MitoTimer reporter mice are sensitive for detection of mitochondrial changes in response to pathological stress in multiple tissues. MitoTimer transgenic mice were subjected to 1-h unilateral ischemia-reperfusion injury using a rubber band tourniquet followed confocal microscopy analysis. (a) Representative images of planatris muscles in muscle-specific MitoTimer mice at different time points over 14 days following IR injury.

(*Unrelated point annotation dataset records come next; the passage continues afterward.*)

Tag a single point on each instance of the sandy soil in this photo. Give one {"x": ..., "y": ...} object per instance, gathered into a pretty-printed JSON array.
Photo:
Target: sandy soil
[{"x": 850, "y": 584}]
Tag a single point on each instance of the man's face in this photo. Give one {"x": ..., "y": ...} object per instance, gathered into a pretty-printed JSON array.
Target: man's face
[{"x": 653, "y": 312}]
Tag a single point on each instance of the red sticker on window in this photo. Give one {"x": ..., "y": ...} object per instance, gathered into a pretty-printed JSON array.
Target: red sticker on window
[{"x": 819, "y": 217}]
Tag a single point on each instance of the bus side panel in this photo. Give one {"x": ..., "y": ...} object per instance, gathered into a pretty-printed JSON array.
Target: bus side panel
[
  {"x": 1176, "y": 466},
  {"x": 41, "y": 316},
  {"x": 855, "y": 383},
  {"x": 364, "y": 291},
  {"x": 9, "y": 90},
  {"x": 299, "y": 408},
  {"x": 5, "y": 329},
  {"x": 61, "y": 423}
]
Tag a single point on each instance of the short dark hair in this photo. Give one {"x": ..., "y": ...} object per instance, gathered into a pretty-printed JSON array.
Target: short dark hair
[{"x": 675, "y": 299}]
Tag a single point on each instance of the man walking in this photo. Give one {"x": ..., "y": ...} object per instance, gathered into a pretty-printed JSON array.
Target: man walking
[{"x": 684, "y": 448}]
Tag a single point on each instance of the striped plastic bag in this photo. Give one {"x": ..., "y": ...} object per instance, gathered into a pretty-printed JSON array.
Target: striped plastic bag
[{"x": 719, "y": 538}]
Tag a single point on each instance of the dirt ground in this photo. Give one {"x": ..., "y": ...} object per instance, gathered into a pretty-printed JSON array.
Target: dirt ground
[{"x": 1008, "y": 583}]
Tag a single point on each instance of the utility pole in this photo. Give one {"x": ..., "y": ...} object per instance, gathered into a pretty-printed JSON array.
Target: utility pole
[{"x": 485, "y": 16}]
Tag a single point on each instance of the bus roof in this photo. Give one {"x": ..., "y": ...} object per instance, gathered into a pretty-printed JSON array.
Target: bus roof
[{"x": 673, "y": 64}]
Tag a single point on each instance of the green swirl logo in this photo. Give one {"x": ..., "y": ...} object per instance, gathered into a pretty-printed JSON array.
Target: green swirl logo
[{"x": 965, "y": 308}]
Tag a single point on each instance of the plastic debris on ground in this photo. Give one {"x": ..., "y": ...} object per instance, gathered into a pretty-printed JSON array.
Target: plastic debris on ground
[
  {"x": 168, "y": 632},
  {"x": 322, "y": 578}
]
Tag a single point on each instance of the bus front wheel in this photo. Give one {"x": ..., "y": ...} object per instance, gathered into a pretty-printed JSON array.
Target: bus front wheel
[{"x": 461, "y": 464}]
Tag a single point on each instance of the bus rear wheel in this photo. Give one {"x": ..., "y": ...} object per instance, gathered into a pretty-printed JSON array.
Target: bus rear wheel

White arrows indicate fibers with a fragmented mitochondrial network, and arrow heads indicate pure red puncta. (b–e) Quantification of MitoTimer Red:Green ratio, pure red puncta, percent of fibers with mitochondrial network fragmentation, and mitochondrial content, respectively. *, **, *** denote p < 0.05, p < 0.01. p < 0.001, respectively; n = 5–7; (f) Representative images of MitoTimer signal in sciatic nerve in global inducible MitoTimer mice 3 h after ischemia-reperfusion (IR) comparing with the sham control (Sham); and (g) quantification of MitoTimer Red:Green ratio. * denotes p < 0.05. (For interpretation of the references to color in this figure legend, the reader is referred to the web version of this article.)